14ymedio bigger14ymedio, Juan Diego Rodriguez, Havana, 11 November 11, 2021 — It is 2:30 on Wednesday afternoon and a long line of people is waiting to board one of the buses, the P11 or P18, that stop here on Monte Street. Few buses pass by and those that stop fill up quickly.

“I’ve been waiting here for an hour and a half and still haven’t been able to get on,” complains one woman in line. “There are too many people on the street and not enough buses. It must be because of the embargo.”

“The buses will show up on November 15 to carry protesters.* That’s what they’re saving them for,” adds another passenger in the same ironic tone.

At Curita Park another group is waiting next to the taxi stand used by almendrones, as vintage 1950s cars — often used as taxis — are known here, to catch the P7 to Cotorro.

“I won’t be taking a car today. I don’t make enough money. I’m waiting for the bus, no matter how long it takes,” complains a young man in the crowd. “Public transport gets worse every day. Yesterday, I was late for work.”

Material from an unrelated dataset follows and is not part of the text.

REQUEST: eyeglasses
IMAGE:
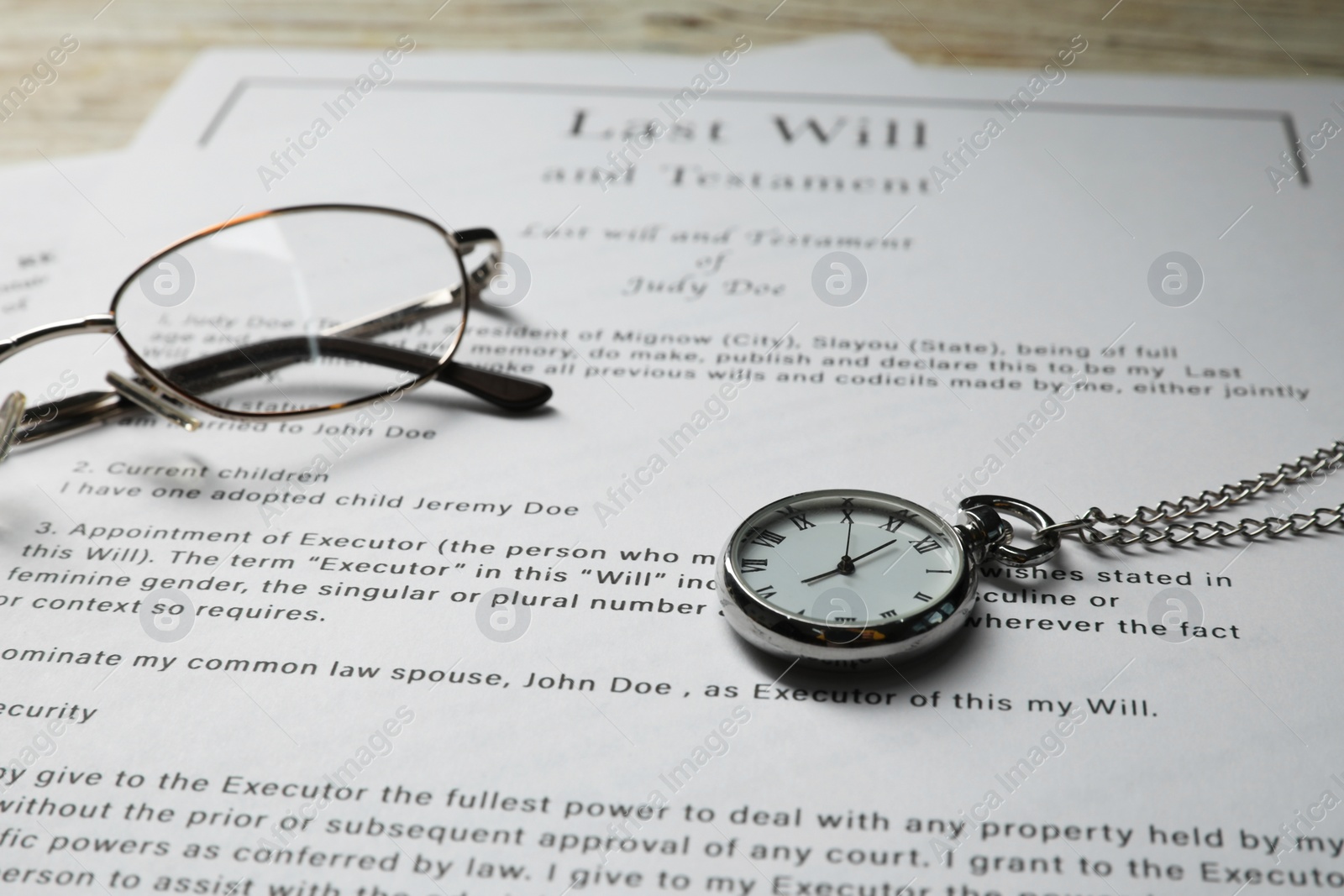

At the stop next to the emergency hospital on Carlos III Avenue, many people are waiting for the P12 to take them to Santiago de las Vegas. Some are there after  having giving up on the Russian-made Gacela minibus at 27th and O streets, which was already full.

References to the long waits can also be found on social media. Yesterday morning, one Cuban left a post on Facebook: “When they give their hearts to Cuba, let’s see if they give us a little more public transportation too.”

*Translator’s note: A nationwide protest march, organized by a dissident group called Archipelago, is planned for that day.